In the sensory and association zones, Nord uses LeakyClamp. For positive values it's identity; for negative values it applies a learned per-channel leak slope (≈0.1) – gently compressing negative signals down to a learnable floor (initialized at −0.1). The sub-threshold ghost is preserved.
The executive zone is the exception: it uses
force_nonneg=True, which applies standard
F.relu(x) instead. This intentionally kills
negative spike propagation before the readout, ensuring only clean
positive activations reach the output head.
# FIX M: Executive zone forces non-negative output
if self.force_nonneg:
return F.relu(x) # executive: no negatives allowed
# Sensory / Association zones: preserve sub-threshold state
neg_part = (self.leak * x).clamp(min=self.floor) # leak ∈ (0,1)

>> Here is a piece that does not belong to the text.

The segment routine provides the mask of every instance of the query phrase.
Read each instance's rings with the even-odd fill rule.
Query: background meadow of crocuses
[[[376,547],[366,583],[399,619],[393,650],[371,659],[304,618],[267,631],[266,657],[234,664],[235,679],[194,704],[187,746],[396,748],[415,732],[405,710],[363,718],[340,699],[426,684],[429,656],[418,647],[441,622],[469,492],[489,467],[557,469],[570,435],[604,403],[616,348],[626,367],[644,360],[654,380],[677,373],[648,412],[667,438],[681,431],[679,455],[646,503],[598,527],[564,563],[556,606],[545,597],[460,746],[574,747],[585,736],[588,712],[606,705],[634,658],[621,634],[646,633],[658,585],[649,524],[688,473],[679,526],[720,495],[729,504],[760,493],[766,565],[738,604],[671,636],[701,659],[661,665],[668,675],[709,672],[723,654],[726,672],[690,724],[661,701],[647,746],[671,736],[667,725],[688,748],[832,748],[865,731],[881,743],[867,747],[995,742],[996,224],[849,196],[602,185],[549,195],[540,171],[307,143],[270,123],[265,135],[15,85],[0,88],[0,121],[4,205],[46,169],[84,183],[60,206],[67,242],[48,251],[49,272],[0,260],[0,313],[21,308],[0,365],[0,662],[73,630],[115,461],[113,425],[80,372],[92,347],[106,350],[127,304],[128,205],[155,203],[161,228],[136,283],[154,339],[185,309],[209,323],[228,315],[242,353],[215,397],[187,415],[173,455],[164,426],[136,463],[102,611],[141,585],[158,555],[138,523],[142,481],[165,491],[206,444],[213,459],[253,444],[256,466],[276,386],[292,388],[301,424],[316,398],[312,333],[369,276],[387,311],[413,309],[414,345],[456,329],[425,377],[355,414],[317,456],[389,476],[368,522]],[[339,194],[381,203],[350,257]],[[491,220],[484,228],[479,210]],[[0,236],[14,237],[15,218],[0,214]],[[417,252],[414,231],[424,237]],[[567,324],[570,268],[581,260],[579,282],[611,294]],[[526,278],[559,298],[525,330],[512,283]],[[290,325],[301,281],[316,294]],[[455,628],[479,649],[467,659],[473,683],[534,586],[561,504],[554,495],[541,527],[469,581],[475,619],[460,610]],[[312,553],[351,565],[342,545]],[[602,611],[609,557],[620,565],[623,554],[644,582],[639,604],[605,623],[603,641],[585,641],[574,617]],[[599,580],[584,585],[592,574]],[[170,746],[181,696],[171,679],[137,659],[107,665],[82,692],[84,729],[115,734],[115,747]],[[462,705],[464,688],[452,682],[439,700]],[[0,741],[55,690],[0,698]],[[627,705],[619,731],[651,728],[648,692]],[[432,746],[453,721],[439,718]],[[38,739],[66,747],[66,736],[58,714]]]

return torch.where(x >= 0, x, neg_part) # floor ≈ -0.1
# leaky_clamp(-0.1) → 0.1*(-0.1) = -0.01 (preserved!)
# executive(-0.1) → relu(-0.1) = 0.0 (clean output)

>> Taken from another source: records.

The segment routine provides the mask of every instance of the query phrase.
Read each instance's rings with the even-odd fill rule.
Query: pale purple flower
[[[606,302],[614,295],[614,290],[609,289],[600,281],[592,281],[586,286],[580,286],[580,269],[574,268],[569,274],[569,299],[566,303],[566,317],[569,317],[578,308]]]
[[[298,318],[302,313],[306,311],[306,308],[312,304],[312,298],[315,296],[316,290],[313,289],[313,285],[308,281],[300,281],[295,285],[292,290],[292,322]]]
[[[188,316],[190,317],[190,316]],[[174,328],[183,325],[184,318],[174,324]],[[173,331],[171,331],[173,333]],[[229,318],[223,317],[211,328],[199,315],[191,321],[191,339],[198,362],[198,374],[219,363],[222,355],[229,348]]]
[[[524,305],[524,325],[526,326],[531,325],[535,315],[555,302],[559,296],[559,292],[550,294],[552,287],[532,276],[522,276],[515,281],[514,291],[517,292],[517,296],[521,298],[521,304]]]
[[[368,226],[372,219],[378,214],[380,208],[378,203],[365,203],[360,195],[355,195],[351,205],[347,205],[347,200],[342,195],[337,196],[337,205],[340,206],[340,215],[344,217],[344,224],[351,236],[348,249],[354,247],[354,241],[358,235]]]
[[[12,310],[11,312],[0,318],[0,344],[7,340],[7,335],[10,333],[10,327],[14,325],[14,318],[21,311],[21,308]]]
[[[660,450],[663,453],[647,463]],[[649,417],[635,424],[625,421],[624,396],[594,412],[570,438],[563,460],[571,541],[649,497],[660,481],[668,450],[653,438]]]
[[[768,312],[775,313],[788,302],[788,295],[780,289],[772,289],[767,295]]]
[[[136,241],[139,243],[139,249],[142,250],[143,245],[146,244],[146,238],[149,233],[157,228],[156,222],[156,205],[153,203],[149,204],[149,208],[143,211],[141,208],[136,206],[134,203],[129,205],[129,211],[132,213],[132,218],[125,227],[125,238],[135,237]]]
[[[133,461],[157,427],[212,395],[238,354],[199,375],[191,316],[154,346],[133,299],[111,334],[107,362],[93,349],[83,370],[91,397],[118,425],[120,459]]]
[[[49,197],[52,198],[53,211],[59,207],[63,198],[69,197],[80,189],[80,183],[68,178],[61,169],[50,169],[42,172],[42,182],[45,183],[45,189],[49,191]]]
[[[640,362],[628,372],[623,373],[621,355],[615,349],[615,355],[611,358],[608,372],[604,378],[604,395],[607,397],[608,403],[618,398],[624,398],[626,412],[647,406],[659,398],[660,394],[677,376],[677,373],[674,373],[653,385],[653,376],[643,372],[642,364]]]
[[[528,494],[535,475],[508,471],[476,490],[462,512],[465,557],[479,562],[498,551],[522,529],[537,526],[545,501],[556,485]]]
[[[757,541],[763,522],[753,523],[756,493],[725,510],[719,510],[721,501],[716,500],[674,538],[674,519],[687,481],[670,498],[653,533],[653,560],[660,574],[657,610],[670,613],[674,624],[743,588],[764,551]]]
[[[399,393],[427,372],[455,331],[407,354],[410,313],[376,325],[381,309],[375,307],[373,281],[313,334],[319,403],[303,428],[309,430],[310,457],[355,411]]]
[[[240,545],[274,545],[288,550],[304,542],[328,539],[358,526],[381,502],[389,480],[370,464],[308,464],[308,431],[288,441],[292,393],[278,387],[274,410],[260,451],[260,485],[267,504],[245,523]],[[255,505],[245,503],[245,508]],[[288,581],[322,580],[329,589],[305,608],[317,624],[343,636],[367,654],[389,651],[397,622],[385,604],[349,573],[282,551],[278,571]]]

force_nonneg=True (F.relu) to
prevent negative spike contamination before readout - same shape as
ReLU, but by design, not by accident.
EMA Temporal Readout - From Spikes to Floats
After 6 zonal blocks plus the Memory Cortex, the network holds 10 timesteps of scattered 1-bit binary spikes. How do you accurately predict which of 128,000 English words comes next from scattered ones and zeros? You don't.

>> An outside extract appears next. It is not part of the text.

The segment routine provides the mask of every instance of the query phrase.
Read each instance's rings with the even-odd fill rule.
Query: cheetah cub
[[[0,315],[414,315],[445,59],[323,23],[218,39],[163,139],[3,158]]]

The final readout_lif passes the spike stream through one
last LIF step to accumulate its
continuous 16-bit membrane potential tensor
v_membrane (10 × S × 496). Rather than doing a simple
mean over timesteps (which discards temporal ordering), Nord applies
an Exponential Moving Average, giving the most recent
timestep the highest weight. The learnable decay
α ≈ 0.8 means the contribution of timestep
t scales as (1−α)·α^(9−t).
This hybrid readout (smoothed membrane potential + mean spike rate) bypasses the fundamental 1-bit bottleneck that makes SNN language modeling "impossible."
# Readout LIF: spikes AND membrane potential are returned
readout_spikes, v_membrane = readout_lif(x_flat) # (T=10, B×S, D=496)
# EMA Temporal Smoothing Readout
alpha = sigmoid(readout_ema_raw) # learnable α ≈ 0.80
ema = zeros(B*S, D)
for t in range(T_total): # t=0..9
ema = alpha * ema + (1 - alpha) * v_membrane[t]
# Weight of v[t] in final ema = (1-α)·α^(9−t)
# t=9 → 0.200 (most recent, highest) t=0 → 0.027 (oldest, lowest)
# Hybrid: smoothed membrane + spike rate → LM head → 128k logits
readout = ema.reshape(B,S,D) + readout_spikes.mean(dim=0).reshape(B,S,D)
logits = lm_head(layernorm(readout)) # (B, S, 128256)
EMA(v_mem), the mean spike contribution, and the final
EMA(v_mem) + mean(readout_spikes) vector that is fed
into the 128k-vocab language head.
The Complete Forward Pass
Everything assembled: one token enters at the top as an integer index. It exits at the bottom as next-token logits over 128,256 vocabulary entries. Every stage has a dedicated visualization above. This final view shows them all connected, with flowing particles representing the data tensor as it transforms through Nord's architecture.
Notice how the tensor shape changes at each critical stage:
[1] (token) → [496] (embed) →
[10×496] (temporal current) → [10×496]
(input spikes) → [10×496] (sensory) →
[10×496] (association / MoE) →
[10×496] (memory mix-back) →
[10×496] (executive) →
[10×496] (readout membrane + spikes) →
[496] (hybrid readout) → [128k] (logits).